Verlässliche Helfer zu Wasser und an Land
Die BRK-Wasserwacht-Ortsgruppe Sand/ Zeil feierte ihr 50-jähriges Bestehen. Ein neues Einsatzfahrzeug und ein Motorrettungsboot wurden feierlich ihrer Bestimmung übergeben.

Mit der Segnung eines neuen Einsatzfahrzeuges und eines Motorrettungsbootes hat die Ortsgruppe Sand/Zeil der BRK-Wasserwacht am Sonntag ihr 50-jähriges Jubiläum gefeiert. Bei der Feierstunde in der Unterkunft wurde das besondere Engagement der ehrenamtlichen Helferinnen und Helfer herausgestellt und deren Einsatz zum Wohle der Mitmenschen. Verbunden war der Festtag mit einem „Tag der offenen Tür der Hilfsorganisationen“. Wasserwacht und Feuerwehr stellten ihre Einsatzfahrzeuge aus und informierten über ihre Arbeit.

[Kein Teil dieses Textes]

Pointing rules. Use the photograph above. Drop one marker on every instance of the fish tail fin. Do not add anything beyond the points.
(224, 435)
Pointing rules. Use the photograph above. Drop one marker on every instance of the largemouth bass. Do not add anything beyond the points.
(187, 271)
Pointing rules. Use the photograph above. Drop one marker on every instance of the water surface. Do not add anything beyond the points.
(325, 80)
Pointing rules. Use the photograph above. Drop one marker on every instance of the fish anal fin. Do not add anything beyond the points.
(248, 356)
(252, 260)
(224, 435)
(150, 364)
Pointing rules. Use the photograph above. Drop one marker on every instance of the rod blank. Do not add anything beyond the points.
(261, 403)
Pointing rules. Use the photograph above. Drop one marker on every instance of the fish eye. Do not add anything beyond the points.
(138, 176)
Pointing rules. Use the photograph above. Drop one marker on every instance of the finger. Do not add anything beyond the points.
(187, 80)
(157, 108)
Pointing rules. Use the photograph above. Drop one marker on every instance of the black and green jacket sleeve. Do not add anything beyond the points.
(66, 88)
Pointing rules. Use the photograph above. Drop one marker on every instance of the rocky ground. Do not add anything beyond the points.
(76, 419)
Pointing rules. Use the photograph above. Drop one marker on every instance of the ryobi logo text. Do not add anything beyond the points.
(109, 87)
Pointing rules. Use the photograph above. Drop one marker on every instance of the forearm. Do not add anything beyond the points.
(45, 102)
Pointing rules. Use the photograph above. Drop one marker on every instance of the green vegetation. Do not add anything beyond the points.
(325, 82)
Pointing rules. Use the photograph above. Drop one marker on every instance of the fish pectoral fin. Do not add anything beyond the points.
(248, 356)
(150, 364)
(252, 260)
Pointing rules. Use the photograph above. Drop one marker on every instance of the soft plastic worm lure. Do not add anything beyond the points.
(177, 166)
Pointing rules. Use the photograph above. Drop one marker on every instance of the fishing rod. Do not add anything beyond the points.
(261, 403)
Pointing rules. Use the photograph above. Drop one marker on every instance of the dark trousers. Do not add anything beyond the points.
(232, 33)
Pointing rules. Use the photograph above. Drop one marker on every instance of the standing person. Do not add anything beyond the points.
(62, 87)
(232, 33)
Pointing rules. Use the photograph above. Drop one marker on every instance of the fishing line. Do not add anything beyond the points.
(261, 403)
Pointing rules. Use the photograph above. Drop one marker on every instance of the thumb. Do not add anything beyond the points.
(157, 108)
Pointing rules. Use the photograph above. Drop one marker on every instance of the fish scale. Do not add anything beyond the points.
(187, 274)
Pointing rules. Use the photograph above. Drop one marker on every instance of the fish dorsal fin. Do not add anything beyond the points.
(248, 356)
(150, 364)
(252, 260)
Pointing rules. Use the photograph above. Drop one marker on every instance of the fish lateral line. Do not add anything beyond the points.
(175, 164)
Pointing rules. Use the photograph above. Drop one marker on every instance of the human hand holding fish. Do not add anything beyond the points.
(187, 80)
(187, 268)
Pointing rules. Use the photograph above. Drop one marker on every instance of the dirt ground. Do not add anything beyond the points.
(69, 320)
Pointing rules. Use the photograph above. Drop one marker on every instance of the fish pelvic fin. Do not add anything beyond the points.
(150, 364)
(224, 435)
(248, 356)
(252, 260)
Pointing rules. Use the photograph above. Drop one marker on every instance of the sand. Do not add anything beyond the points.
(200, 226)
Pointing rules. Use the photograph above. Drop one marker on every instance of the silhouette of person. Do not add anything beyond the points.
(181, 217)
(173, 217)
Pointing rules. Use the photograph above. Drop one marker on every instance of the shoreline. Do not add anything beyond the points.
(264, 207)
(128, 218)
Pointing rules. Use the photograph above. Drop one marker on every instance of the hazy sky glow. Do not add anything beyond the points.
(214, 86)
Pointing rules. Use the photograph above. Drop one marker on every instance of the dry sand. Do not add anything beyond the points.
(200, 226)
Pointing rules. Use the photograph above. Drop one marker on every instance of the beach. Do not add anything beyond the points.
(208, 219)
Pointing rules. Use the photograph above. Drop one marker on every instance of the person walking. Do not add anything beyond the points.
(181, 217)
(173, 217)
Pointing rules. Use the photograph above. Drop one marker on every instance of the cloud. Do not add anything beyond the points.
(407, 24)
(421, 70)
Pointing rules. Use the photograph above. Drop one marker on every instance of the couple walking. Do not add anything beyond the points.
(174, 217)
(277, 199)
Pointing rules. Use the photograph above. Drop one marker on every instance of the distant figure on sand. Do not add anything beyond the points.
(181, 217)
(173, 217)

Seine Glückwünsche zum Jubiläum sprach Landrat und BRK-Kreisvorsitzender Wilhelm Schneider aus, der zugleich einen Blick zurückwarf. Die Geschichte der heutigen Wasserwacht-Ortsgruppe Sand/Zeil hatte am 26. September 1968 begonnen. Aus einem Sitzungsprotokoll der damaligen BRK-Kolonne Sand ging der Beschluss hervor, die Wasserwacht-Ortsgruppe zu gründen. 21 motivierte Frauen und Männer hätten am 25. Januar 1969 Eduard Bergmann zu ihrem Vorsitzenden gewählt. Damals hatte die Gruppe einen Arzt, einen Lehrscheininhaber, sieben Rettungsschwimmer und einige Fördermitglieder. Dem unermüdlichen Einsatz von Eduard Bergmann sei es zu verdanken, dass die Wasserwacht-Ortsgruppe heute insgesamt 202 Mitglieder hat.

Mehrere Unfälle am Sander Baggersee seien der Anlass für eine intensive Ausbildung der aktiven Mitglieder im Rettungsschwimmen und Tauchen gewesen. Franz Klauer und Otto Schmitt waren die ersten Taucher.

Seit Eröffnung des Zeiler Hallenbades im Jahr 1976, so Schneider, würden dort regelmäßig Schwimmkurse für Kinder und Erwachsene durchgeführt. Dank dieser Schwimmausbildung seien Badeunfälle und der Ertrinkungstod rund um Sand eine Seltenheit geworden.

1982 sei eine Schnelleinsatzgruppe (SEG) Wasserrettungsdienst nach den Bestimmungen des Bayerischen Rettungsdienstgesetzes in die Ortsgruppe integriert worden. Seitdem habe sich die SEG jährlich weiterentwickelt. „Jeder Schwimmer sollte ein Rettungsschwimmer sein“, sei ein Wunschgedanke des heutigen 2. Vorsitzenden der Kreiswasserwacht, Johannes Rennert.

Ausbildung sei bei der Ortsgruppe schon immer großgeschrieben worden. Der heutige Vorsitzende Manfred Bergmann könne stolz auf den Ausbildungsstand der Mitglieder sein. Von den heute 202 Mitgliedern sind 50 Jugendliche. Aktuell verfüge die Ortsgruppe Sand/Zeil über einen Zugführer im Wasserrettungszug des Katastrophenschutzes Unterfranken, einen Fachberater Hochwasserschutz, zwei Einsatzleiter Wasserrettung fünf SEG-Leiter, neun Wachleiter für die Wachstation am Baggersee, 21 Einsatzkräfte für die Wasserrettung, 12 Rettungstaucher, 14 Signalmänner und -frauen, 13 Motorbootführer und vier angehende Rettungstaucher.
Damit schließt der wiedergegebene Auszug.